Application security, Malware, Vulnerability Management

Phishing scams, malicious attachments top, threat report reveals

Hackers went old school during the first half of 2015, resurrecting the use of malicious attachments and also began targeting businesses with a new stream of phishing attacks, according to Proofpoint's first half threat report.

Proofpoint researchers said that malicious attachments have become the go-to method for hackers as they pulled away from the URL-based campaigns that were preferred in 2014. The majority of the messages were mainly Microsoft Word documents bearing malicious macros delivered by the Dridex botnet.

"In 2015, at times the volume of emails with malicious attachments has ranged as high as 4x-5x emails with malicious URLs, while overall malicious email has periodically spiked as high as 30-40 percent of all unsolicited email,” said Kevin Epstein, Proofpoint's vice president  of threat operations, in an email to SCMagazine.com today.

While Proofpoint thought it was odd that criminals opted for an older form of attack, the report pointed out several strong reasons they made the switch. Primarily, malicious attachments avoid traditional defenses, are cheap to set up and operate, can't be patched and can leverage human fallibility.

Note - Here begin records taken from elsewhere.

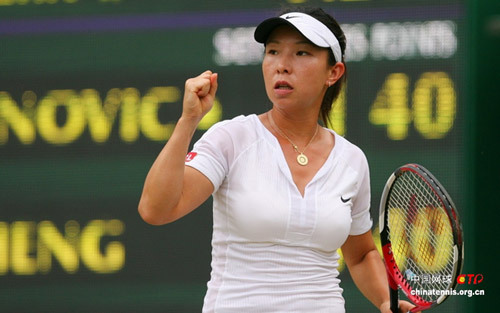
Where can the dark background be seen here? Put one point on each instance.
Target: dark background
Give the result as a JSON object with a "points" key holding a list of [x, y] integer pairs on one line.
{"points": [[129, 47]]}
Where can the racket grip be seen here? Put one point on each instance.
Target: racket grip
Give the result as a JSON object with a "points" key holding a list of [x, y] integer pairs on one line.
{"points": [[394, 300]]}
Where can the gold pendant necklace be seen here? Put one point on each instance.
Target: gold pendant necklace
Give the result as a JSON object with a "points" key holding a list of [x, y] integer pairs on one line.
{"points": [[301, 158]]}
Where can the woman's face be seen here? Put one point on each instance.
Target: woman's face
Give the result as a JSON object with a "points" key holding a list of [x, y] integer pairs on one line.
{"points": [[296, 72]]}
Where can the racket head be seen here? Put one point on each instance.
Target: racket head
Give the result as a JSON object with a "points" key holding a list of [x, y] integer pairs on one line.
{"points": [[421, 235]]}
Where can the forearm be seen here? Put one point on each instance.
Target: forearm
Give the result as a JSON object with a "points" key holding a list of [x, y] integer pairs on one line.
{"points": [[164, 182], [371, 278]]}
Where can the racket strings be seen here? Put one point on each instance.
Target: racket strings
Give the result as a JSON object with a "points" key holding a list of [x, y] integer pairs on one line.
{"points": [[421, 235]]}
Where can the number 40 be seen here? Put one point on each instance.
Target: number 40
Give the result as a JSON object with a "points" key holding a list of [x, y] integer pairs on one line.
{"points": [[432, 111]]}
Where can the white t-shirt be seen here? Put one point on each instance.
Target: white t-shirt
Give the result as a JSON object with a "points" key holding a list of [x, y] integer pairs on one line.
{"points": [[272, 249]]}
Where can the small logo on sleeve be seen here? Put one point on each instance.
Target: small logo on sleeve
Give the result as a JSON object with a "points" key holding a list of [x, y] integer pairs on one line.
{"points": [[190, 156], [344, 200]]}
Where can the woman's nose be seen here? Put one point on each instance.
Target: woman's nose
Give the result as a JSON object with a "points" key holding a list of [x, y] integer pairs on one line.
{"points": [[283, 65]]}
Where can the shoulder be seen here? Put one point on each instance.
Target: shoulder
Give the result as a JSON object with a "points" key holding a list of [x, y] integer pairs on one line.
{"points": [[239, 123], [351, 154]]}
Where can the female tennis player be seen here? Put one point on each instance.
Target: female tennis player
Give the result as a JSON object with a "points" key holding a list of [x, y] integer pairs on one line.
{"points": [[287, 192]]}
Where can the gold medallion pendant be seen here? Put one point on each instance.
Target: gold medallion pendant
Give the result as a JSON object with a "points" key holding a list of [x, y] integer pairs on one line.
{"points": [[302, 159]]}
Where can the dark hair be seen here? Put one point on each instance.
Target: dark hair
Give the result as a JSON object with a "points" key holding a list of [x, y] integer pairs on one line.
{"points": [[333, 91]]}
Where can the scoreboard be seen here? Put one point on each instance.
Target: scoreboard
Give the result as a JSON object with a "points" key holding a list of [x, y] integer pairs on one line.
{"points": [[90, 92]]}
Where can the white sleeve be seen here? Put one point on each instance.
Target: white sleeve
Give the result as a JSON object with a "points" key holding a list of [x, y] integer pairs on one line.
{"points": [[360, 214], [209, 154]]}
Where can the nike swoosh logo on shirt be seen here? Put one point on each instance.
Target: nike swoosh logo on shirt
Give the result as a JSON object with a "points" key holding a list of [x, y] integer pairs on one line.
{"points": [[344, 200]]}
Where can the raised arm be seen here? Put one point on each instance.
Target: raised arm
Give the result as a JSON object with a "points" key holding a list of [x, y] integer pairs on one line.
{"points": [[171, 189]]}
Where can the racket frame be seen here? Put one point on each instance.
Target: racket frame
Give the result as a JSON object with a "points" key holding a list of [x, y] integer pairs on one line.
{"points": [[396, 278]]}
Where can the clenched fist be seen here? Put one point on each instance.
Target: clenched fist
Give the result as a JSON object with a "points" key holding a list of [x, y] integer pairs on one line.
{"points": [[199, 95]]}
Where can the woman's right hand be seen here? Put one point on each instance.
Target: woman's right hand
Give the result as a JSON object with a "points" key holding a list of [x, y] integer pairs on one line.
{"points": [[199, 95]]}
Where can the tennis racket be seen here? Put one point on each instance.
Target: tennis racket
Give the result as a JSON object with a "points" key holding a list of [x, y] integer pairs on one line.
{"points": [[421, 236]]}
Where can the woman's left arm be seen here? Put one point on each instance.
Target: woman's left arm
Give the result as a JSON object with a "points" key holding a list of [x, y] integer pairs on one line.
{"points": [[368, 271]]}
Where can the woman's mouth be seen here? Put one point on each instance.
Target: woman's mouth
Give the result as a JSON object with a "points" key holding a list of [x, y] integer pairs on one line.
{"points": [[282, 85]]}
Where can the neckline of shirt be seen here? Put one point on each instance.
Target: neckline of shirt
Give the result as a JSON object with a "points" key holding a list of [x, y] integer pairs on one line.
{"points": [[273, 141]]}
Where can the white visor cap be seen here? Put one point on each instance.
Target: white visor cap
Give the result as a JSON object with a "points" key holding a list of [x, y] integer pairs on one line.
{"points": [[307, 25]]}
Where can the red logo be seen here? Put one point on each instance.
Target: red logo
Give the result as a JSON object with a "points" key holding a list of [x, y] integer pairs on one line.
{"points": [[190, 156], [472, 279]]}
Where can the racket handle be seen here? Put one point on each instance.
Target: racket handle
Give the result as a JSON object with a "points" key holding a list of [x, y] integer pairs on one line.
{"points": [[394, 300]]}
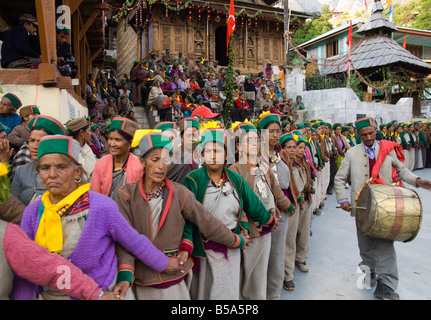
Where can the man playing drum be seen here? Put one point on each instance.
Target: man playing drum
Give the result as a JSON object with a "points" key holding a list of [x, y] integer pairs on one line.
{"points": [[377, 254]]}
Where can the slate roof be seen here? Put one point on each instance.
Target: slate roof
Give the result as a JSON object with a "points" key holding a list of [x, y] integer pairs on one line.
{"points": [[377, 21], [378, 49]]}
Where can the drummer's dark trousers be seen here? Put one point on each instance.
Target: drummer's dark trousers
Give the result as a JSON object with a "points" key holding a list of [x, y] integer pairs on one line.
{"points": [[380, 256]]}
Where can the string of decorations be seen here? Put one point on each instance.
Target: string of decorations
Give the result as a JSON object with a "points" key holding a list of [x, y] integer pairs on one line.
{"points": [[177, 6]]}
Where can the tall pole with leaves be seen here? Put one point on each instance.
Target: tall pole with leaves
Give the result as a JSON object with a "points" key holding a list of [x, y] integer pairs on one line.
{"points": [[229, 74], [229, 102]]}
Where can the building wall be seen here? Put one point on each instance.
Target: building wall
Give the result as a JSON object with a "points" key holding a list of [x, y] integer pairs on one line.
{"points": [[53, 102], [342, 105], [253, 47], [128, 47]]}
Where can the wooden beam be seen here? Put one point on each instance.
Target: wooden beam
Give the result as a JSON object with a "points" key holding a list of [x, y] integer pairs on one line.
{"points": [[99, 6], [88, 23], [45, 11], [94, 56], [72, 4], [76, 50]]}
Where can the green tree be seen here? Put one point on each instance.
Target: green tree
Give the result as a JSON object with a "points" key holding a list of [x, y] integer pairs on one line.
{"points": [[423, 19], [318, 25], [405, 14]]}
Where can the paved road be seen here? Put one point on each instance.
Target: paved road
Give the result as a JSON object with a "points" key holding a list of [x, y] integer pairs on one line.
{"points": [[334, 257]]}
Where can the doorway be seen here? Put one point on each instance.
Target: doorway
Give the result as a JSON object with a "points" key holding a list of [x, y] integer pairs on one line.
{"points": [[220, 48]]}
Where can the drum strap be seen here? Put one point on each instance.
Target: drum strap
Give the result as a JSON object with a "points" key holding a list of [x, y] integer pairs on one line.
{"points": [[399, 213], [385, 148]]}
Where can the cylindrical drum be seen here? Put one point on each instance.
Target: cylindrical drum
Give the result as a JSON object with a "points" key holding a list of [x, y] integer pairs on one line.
{"points": [[390, 212]]}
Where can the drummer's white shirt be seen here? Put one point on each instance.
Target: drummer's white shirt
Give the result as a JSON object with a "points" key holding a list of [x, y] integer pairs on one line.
{"points": [[371, 151], [372, 154]]}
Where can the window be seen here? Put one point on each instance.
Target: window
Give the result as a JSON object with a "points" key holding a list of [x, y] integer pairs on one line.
{"points": [[331, 49], [415, 50]]}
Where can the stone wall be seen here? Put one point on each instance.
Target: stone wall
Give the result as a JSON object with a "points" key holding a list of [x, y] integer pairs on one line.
{"points": [[53, 102], [343, 105]]}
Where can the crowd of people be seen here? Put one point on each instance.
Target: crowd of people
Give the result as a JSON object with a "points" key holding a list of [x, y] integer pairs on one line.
{"points": [[194, 208]]}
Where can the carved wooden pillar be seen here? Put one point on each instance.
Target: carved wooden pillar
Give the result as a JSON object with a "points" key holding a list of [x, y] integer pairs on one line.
{"points": [[45, 11]]}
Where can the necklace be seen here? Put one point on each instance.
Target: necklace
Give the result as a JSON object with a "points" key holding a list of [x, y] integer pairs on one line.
{"points": [[157, 193]]}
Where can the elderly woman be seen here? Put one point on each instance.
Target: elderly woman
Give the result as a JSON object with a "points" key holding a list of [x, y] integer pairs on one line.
{"points": [[183, 159], [298, 232], [261, 179], [26, 184], [156, 96], [80, 130], [120, 166], [82, 226], [23, 257], [5, 148], [227, 196], [160, 209], [277, 159]]}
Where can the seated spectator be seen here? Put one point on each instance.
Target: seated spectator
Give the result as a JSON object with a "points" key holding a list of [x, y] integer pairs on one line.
{"points": [[95, 112], [176, 83], [65, 60], [5, 150], [9, 104], [131, 116], [298, 104], [19, 50], [110, 110], [184, 82], [187, 107], [193, 83], [156, 96], [19, 135], [167, 86], [124, 91], [124, 106]]}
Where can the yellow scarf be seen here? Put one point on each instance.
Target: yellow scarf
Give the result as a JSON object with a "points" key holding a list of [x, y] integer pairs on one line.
{"points": [[50, 233]]}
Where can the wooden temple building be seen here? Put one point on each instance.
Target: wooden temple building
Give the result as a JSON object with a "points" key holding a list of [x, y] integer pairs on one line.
{"points": [[377, 51], [198, 29], [59, 96]]}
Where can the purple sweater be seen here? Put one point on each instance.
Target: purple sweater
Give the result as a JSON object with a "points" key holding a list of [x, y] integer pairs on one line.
{"points": [[95, 251]]}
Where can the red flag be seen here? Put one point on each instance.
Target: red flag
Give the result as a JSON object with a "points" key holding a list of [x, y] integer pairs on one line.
{"points": [[230, 25], [349, 43]]}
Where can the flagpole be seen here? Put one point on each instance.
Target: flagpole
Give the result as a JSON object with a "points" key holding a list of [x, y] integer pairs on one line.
{"points": [[229, 102]]}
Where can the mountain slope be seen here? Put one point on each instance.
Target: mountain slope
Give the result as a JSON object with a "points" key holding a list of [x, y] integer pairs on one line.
{"points": [[338, 5]]}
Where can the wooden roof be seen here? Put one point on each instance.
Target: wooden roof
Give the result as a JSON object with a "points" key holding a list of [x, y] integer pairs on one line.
{"points": [[90, 9], [378, 49]]}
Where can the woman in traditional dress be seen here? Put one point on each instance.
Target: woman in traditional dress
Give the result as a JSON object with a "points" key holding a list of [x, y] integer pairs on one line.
{"points": [[184, 160], [261, 179], [161, 210], [298, 232], [80, 130], [26, 184], [82, 226], [227, 196], [277, 159], [120, 166], [156, 97]]}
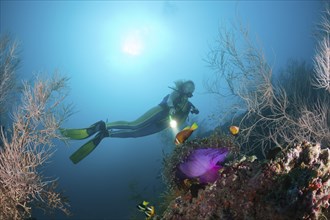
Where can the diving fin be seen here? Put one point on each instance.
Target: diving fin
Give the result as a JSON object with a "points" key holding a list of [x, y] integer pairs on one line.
{"points": [[87, 148], [78, 134]]}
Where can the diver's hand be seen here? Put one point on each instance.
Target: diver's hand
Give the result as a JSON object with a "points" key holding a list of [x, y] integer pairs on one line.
{"points": [[172, 111], [195, 111]]}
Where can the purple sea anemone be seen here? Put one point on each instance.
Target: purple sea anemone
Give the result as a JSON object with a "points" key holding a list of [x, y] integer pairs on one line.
{"points": [[204, 164]]}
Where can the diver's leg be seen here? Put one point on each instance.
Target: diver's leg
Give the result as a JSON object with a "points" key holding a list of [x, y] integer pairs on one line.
{"points": [[153, 125], [148, 117], [143, 131]]}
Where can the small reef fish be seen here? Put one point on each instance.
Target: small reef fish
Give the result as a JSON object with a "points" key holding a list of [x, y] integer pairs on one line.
{"points": [[234, 130], [183, 135], [149, 211]]}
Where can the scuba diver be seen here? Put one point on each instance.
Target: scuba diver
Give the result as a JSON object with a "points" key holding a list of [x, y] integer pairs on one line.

Epstein noted, though, that technology can be used to counter the human urge to just open an attachment.

“Modern systems go beyond the gateway, both preemptively (pre-gateway) and retroactively (post-gateway). Preemptively, modern systems are able to examine patterns in incoming email, and isolate attachments for deeper analysis in virtual environments before end-users have an opportunity to click,” he said.

The other major change seen by Proofpoint was the full implementation of business-targeted phishing campaigns, which was first noticed rising late in 2014, but blossomed during the first half of this year and continues to rise. The company noted that the number of phishing attempts had doubled between January and June of this year, while URL-type attacks were at about two-thirds of that level.

The schemes had three general themes - using social media by asking for invitations and connection requests; account warnings where the recipient would be told that low balance or account updates were needed; and order confirmation messages.

LinkedIn became a favorite avenue of approach with fake requests using it twice as often as other social media sites.

Leveraging the human weak point in a company's defenses meant the organization needed to work on its retroactive response.

“Spending should be directed towards modern technologies, which assume clicks will happen, and implement defensive targeted attack protection and threat response systems accordingly,” Epstein said.